September 30, 2021
4 minutes to read
Source / Disclosures
Baedke L. No, thank you. Boundary framework that enhances resilience and well-being. Presented at: Women In Medicine Summit, September 24-25, 2021 (virtual meeting).
Disclosures: Baedke does not report any relevant financial information.
According to Laurie K. Baedke, MHA, FACHE, FACMPE, saying “no” to yourself is a complete sentence.
“You can start a ‘thank you’ on that, or you can start a new sentence that says ‘thank you for the opportunity, however …’ and then say your ‘no’, but that’s a complete sentence in itself. “Baedke, faculty member and director of healthcare leadership programs at Creighton University, said during her speech at this year’s Women in Medicine Summit.” Please don’t feel You don’t have to apologize. Sometimes the systems and structures around us thrive and operate because of the selflessness of people like you and me and our colleagues around us. Only we have the capacity to say “no.”
Baedke’s presentation on setting limits addressed the tendency of female physicians to “please people”; the current misuse and manipulation of the word âresilienceâ; and the need for clinicians to ensure their physical, mental and social well-being in order to provide the best care to their patients.
âI had planned another conference for this plenary session, but I contacted Shikha Jain, MD, FACP, literally 48 hours ago, âBaedke said. âI felt so obligated that in our current health care reality, it was essential that I move this topic forward. “
Baedke said that while the recent attention to the importance of resilience has been valuable, its overuse – especially in the context of an extension of a person’s time or commitments – can be problematic.
“[Merriam-Websterâs Collegiate Dictionary] defines ‘resilience’ as the ability to resist or recover quickly from adverse conditions – the ability to recoil or regain shape after being stretched, squeezed or squeezed, âshe said. âI like to use the image of a rubber band as a metaphor for resilience. This little piece of office supplies has a spectacular ability to stretch. I can put it around a big pile of papers that I carry around campus. Then when I’m done with it, I can put it back in my drawer and take it out next time. As long as it is in its original state, it can stretch and go back and do something different. But if I put it around a gigantic pile of papers and put it on a shelf or on my windowsill, and the conditions around it make it dry and brittle, it might not work as well. . Thus, the environment around us can impact our ability to be resilient.
Baedke said the phrase “bouncing back” implied a return to the status quo and cited the concept of “bouncing back,” which was championed by Julie A. Freischlag, MD, FACS, CEO of Wake Forest Baptist Health, Dean of Wake Forest School of Medicine and Academic Director of Atrium Health Enterprise.
âThere is a Latin expression for it, ‘per ardua surgo’, which means ‘I rise up through adversity,’â Baedke said. âWe have to adapt. As we go through trials, we have the option to ‘bounce back’ to the way things used to be and the way our structures and systems work, or respond to Dr. Freischlag and bounce back. “
Principles of resilience
Baedke described four principles that can help improve resilience and guide individuals and organizations towards maintaining healthy boundaries. These include managing the margin, investing in growth, keeping your circle, and knowing your goal.
Margin management, Baedke said, is about the idea that just taking time off work won’t lead to recovery if the issue is how a person spends their time.
“At no time have the circumstances been more trying for healthcare professionals than they are now,” she said. âThe call to action for systemic and structural change is high, but it’s also naive of us to think that a day or a week off will suit us when we need to manage the way we spend our time. “
Investing in growth concerns all aspects of growth, especially knowledge. Baedke stressed the need for further knowledge development, citing 91-year-old business mogul Warren Buffett.

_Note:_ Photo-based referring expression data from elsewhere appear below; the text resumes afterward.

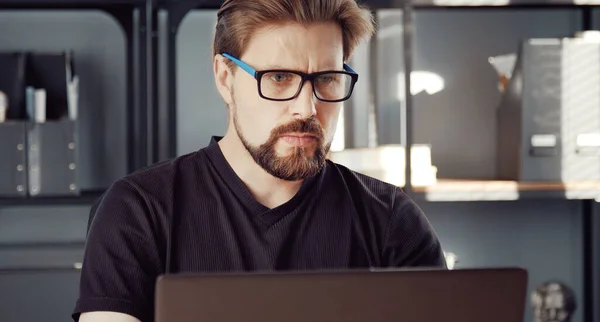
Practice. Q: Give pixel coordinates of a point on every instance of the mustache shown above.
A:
(309, 126)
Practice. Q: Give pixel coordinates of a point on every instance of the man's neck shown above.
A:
(265, 188)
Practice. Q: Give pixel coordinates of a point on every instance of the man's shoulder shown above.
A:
(368, 186)
(161, 177)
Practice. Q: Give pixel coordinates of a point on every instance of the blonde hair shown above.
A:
(238, 19)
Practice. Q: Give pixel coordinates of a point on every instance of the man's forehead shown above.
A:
(296, 48)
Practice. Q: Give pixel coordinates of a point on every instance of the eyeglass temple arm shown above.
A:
(242, 65)
(348, 68)
(252, 71)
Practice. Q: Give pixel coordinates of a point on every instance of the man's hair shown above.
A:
(238, 19)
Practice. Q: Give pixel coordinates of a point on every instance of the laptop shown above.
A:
(407, 295)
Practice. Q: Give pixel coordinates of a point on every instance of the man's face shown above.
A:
(289, 139)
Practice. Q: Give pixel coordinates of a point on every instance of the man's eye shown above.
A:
(325, 79)
(280, 77)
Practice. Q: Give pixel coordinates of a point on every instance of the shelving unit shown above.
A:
(135, 19)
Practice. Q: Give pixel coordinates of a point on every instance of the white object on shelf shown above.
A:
(451, 259)
(387, 163)
(40, 105)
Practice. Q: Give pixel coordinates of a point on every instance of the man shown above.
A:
(263, 197)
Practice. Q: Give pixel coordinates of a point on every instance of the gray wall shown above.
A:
(201, 112)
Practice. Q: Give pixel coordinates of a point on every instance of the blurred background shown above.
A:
(501, 111)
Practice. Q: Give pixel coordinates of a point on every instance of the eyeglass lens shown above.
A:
(285, 85)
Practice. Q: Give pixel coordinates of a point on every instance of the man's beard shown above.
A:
(300, 164)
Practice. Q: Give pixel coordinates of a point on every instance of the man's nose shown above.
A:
(304, 105)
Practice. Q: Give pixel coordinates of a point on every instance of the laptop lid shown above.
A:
(465, 295)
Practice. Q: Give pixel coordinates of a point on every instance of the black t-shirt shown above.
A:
(194, 214)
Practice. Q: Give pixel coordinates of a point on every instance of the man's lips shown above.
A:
(299, 139)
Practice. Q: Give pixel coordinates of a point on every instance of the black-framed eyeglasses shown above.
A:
(284, 85)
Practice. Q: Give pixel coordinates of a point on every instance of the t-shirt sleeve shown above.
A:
(121, 260)
(410, 239)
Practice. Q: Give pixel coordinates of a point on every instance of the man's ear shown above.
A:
(223, 78)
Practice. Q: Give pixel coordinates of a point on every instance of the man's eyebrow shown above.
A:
(328, 68)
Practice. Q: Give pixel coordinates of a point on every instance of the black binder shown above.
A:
(12, 83)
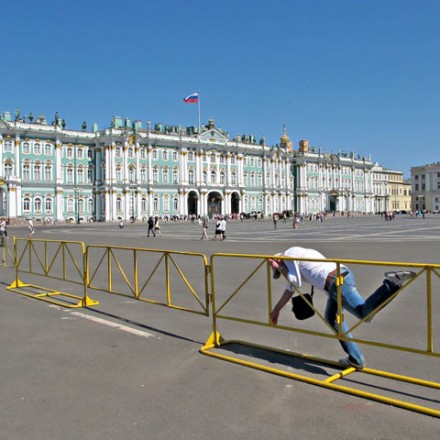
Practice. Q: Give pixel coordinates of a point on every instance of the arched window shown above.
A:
(9, 147)
(233, 178)
(166, 203)
(69, 175)
(37, 205)
(155, 174)
(90, 175)
(131, 174)
(81, 175)
(175, 176)
(191, 177)
(37, 172)
(222, 177)
(165, 175)
(26, 172)
(47, 172)
(48, 204)
(118, 174)
(70, 203)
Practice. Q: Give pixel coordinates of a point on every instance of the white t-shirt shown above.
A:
(312, 272)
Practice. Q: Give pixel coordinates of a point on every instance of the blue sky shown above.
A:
(354, 75)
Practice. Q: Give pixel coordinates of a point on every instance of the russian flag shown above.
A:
(191, 99)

âHe is known for his financial prowess in investing, but he is also a strong advocate of our investment in knowledge,â she said. âHe says knowledge accumulates like compound interest. In one of his quotes he says, âYou can all do it, but I guarantee you not many of you will. How we expand our learning and awareness of these factors will allow us to counter what is happening around us structurally or systemically and will help build our well-being and resilience. “
The third principle of Baedke is to manage your circle. This concept argues that a person’s well-being will be influenced by the five people they are closest to, a view expressed by former Dyson CEO Jim Rowan.

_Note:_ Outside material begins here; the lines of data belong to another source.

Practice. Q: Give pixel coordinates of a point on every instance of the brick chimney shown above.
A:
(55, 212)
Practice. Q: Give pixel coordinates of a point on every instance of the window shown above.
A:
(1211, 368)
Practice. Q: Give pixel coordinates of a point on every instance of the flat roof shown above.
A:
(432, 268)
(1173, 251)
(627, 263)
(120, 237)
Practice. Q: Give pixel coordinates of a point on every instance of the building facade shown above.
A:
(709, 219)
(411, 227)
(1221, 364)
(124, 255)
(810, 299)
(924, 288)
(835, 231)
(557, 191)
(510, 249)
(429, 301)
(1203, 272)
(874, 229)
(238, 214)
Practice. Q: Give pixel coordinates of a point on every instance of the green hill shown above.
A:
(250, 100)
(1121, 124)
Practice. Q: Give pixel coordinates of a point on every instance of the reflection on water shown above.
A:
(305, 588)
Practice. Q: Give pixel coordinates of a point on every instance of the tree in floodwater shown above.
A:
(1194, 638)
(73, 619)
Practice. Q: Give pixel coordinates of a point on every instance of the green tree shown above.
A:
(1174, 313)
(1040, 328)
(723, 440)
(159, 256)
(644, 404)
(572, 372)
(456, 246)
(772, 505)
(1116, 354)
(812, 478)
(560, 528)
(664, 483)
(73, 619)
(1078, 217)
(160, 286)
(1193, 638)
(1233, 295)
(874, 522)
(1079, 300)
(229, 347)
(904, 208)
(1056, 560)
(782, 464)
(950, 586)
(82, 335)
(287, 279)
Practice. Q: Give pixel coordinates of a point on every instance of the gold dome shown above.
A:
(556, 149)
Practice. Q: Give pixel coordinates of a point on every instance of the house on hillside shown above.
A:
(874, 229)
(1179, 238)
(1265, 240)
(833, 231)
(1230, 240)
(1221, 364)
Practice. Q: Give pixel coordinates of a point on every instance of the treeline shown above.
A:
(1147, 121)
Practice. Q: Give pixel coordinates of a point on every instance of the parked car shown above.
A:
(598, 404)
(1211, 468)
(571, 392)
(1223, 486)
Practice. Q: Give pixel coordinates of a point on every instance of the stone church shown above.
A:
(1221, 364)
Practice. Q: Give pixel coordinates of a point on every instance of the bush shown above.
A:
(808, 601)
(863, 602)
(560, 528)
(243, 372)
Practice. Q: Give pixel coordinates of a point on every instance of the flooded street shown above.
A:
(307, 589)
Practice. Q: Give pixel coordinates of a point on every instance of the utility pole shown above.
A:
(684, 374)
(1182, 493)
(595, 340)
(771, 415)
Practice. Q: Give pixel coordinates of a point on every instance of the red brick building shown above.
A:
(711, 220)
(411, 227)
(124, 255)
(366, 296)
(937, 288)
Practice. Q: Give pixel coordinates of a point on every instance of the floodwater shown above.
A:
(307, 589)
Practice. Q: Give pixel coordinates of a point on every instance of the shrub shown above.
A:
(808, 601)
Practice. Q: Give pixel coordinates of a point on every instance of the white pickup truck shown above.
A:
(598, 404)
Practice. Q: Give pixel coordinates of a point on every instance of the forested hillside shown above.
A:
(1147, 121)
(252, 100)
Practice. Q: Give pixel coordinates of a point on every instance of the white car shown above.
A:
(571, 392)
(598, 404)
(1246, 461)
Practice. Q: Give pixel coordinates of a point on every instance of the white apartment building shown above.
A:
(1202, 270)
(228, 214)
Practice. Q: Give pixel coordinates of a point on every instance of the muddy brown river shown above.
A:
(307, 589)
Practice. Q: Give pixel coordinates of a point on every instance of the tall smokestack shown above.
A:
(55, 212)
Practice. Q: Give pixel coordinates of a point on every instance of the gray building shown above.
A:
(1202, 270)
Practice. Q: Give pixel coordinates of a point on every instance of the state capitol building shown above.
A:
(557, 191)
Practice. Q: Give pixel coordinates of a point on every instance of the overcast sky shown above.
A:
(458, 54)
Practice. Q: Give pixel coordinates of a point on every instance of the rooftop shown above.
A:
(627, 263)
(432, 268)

âWe espouse the habits of the people we hang out with,â Baedke said. âIt could be your peers, your mentors, your sponsors, your friends. They can be actors from your organization or institution, national opinion leaders or people outside your profession.
Baedke’s fourth and final recommendation is to know your goal. This allows a person to prioritize and reinforce the necessary boundaries.
âMaybe it’s in relationship building, maybe it’s a passion for teaching – there are so many ways that each of you, in beautiful and diverse ways, finds a purpose and meaning to your work, âshe said. “These are the things that will restore you and keep you going.”